Wenn Freunde sterben ...

U. H. Wilken

Wie ein herrenloser Hund streunte er durchs große texanische Camp am Brazos und hoffte, endlich auf seine Freunde zu stoßen.

Nicht sie sollte er finden, sondern den Tod.

Er war so arm und heruntergekommen wie alle Männer hier, die arbeitslos herumstanden und jeden Tag ihres Lebens verfluchten. Ohne Yankee-Dollars konnte er sich auch keine der sündhaft teuren Ausrüstungen kaufen, um mit den ersten Treibherden nach Norden zu ziehen.

In der zerfetzten und verschmutzten Uniform fiel er nicht auf, sie alle trugen noch Uniformstücke – Überbleibsel eines verlorenen Bruderkrieges. Das einzige, was er wie einen Schatz hütete, waren die fast nagelneuen Stiefel, die er noch in den letzten Tagen des Krieges in einem verlassenen Gehöft gefunden hatte.

An diesem Abend wartete sein Mörder schon auf ihn, im tiefen Schatten der alten Ställe neben dem Last Chance Saloon hatte sich ein Mann auf die Lauer gelegt.

Ahnungslos kam er heran, vom Licht des Saloons gelockt, er würde sich kaum einen der verdünnten Whiskys leisten können. Er suchte die Nähe der Männer, um nicht immer nur in seinem schäbigen Hundeloch am Rande des Camps zu sein.

Das Straßenstück vor dem Saloon war dunkel. Der junge Mann sah seinen Mörder nicht. Unter dem Sternenhimmel von Texas brüllten und tobten überall angetrunkene Männer, und so mancher Schuß fiel zwischen den Bretterbuden und den alten zerfetzten Armeezelten.

Als er an den Ställen vorbeiwollte, flammte es im Dunkel grell auf. Er spürte den heftigen Einschlag und wurde herumgeschleudert. Mit zuc­kenden Händen griff er haltsuchend ins Leere – dann stürzte er noch während des Knalls in den aufgewühlten Staub.

Der Mörder hetzte heran. Zwei Hände krallten sich in die Schultern des jungen Mannes und zerrten ihn zwischen die Ställe.

Er spürte nicht, wie der Mörder ihm die Stiefel von den Füßen riß und die Taschen der zerlumpten Uniform durchwühlte.
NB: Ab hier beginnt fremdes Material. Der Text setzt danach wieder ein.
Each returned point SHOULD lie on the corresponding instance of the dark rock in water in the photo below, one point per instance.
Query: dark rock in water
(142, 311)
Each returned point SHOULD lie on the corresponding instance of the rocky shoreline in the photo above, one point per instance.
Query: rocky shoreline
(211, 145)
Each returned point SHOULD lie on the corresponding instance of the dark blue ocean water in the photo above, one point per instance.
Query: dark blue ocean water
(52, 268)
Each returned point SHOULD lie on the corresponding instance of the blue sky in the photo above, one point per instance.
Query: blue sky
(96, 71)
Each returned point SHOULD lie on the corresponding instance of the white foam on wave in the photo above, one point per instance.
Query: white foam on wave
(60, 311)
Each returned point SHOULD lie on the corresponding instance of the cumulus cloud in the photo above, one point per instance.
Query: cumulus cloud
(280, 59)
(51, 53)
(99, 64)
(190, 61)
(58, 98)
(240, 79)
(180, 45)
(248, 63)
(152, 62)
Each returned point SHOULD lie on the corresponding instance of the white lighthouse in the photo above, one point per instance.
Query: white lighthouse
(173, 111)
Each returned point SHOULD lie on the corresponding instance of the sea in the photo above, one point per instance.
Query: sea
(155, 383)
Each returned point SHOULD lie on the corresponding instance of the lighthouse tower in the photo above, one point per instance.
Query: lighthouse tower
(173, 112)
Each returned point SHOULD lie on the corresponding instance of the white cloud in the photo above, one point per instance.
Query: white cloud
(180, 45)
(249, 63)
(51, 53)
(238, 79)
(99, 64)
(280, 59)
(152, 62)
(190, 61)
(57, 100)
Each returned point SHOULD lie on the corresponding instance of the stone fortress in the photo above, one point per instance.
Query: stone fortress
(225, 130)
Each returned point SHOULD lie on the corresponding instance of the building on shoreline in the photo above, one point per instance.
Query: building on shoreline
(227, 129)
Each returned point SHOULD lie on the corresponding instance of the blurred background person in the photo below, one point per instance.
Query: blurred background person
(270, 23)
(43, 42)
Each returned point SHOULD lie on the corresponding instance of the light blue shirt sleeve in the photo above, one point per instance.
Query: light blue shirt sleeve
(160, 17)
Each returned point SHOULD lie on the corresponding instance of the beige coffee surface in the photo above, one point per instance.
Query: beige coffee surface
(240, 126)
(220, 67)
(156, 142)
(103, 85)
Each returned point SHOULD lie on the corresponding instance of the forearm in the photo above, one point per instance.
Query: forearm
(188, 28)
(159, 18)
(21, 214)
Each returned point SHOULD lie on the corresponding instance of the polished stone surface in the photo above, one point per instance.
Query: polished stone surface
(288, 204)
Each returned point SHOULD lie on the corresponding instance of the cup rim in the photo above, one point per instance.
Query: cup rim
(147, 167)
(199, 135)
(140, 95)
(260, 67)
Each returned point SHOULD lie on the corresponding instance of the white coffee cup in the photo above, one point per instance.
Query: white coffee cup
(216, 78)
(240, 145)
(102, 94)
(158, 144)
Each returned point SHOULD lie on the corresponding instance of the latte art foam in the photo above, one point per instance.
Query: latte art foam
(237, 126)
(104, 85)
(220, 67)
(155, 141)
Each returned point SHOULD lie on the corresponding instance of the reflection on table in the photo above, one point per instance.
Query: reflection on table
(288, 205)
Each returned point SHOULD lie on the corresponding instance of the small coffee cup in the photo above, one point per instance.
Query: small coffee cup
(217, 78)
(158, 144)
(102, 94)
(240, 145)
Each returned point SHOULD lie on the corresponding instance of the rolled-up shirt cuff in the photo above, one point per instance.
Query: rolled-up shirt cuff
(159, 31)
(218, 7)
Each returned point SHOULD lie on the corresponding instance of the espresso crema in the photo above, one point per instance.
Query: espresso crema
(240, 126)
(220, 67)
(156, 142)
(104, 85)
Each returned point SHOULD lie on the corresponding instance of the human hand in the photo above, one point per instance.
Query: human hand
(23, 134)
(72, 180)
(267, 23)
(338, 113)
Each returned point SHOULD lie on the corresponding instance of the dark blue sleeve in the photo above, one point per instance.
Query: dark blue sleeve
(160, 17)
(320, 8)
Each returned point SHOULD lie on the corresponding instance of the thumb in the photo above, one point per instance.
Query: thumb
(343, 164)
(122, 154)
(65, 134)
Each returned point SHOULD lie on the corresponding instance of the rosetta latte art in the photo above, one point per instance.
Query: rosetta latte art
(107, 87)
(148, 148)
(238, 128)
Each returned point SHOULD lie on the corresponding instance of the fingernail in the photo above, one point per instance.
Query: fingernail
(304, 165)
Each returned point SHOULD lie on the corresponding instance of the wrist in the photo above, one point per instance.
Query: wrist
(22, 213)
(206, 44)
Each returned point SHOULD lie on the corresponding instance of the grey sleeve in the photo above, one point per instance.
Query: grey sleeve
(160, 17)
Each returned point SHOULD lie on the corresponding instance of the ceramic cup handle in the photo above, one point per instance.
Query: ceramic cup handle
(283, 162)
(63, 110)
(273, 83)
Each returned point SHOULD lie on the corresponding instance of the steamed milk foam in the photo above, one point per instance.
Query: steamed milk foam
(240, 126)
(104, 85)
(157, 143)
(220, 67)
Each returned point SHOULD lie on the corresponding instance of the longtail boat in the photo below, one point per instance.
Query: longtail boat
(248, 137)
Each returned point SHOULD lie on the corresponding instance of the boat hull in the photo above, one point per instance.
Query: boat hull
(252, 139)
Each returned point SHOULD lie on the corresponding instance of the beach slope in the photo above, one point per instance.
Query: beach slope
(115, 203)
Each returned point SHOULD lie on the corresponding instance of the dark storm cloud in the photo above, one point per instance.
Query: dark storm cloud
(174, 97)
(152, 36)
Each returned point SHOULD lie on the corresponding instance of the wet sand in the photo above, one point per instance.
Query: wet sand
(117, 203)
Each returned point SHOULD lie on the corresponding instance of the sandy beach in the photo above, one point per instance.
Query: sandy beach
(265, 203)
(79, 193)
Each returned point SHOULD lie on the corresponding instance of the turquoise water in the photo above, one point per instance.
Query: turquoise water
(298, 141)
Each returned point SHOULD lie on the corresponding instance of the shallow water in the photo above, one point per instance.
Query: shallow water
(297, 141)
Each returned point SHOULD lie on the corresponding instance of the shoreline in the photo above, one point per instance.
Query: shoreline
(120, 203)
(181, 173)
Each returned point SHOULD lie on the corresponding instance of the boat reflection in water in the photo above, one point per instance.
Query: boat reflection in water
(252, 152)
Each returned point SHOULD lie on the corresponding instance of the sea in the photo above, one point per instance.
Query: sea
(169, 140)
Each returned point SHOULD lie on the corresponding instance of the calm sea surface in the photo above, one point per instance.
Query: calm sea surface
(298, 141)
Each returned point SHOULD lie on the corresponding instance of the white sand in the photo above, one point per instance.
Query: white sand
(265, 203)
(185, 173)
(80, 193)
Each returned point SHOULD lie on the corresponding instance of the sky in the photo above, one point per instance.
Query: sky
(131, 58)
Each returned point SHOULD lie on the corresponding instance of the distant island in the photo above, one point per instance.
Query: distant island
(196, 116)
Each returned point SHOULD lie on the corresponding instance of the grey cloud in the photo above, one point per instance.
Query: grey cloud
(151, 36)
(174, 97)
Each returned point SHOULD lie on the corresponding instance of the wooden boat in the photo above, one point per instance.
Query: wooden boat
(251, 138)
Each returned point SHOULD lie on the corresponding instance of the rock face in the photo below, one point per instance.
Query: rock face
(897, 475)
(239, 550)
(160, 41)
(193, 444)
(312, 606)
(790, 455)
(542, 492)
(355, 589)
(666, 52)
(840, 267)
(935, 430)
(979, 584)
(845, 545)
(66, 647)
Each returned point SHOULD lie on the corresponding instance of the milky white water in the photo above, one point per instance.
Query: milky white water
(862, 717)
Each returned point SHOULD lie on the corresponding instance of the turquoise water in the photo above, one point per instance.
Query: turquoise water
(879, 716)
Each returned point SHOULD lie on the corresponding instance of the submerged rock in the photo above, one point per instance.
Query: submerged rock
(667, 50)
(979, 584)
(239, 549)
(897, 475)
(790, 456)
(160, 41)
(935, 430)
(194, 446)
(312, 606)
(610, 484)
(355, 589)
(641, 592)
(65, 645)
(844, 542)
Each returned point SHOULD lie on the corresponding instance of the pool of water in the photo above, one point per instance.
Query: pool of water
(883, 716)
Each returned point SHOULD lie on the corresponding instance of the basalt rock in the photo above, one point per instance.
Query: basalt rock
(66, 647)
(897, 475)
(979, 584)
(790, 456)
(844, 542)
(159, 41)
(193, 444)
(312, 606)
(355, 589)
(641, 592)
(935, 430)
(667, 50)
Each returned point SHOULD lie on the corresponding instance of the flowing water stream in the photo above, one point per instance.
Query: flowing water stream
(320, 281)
Vorn auf der Straße riefen heisere Stimmen und entfernten sich. Niemand würde ihm helfen! Wer war er schon? Ein kleiner verkommener Kerl, wie es sie zu Tausenden gab, ein Bursche ohne Geld, Heimat und Arbeit.

Der Mörder zog die Stiefel seines Opfers an und stieß den jungen Mann dicht an die Bretterwand des Stalls heran. Dann hastete er geduckt da­von…

Nach einer Ewigkeit kam der Junge zu sich. Er sah die fernen Sterne über sich und die dunkle Stallwand. Wie aus weiter Ferne kamen die Stimmen der Männer im Saloon zu ihm herüber. Irgendwo im Camp bellte ein Hund. Lagerfeuer flackerten am Camprand und warfen ihren zuckenden Flammenschein gegen die Schwärze der Nacht.

»Hilfe!« stöhnte er. »Ich verblute…«

Niemand kam.

In diesem gottverlassenen Camp gab es keine Freunde.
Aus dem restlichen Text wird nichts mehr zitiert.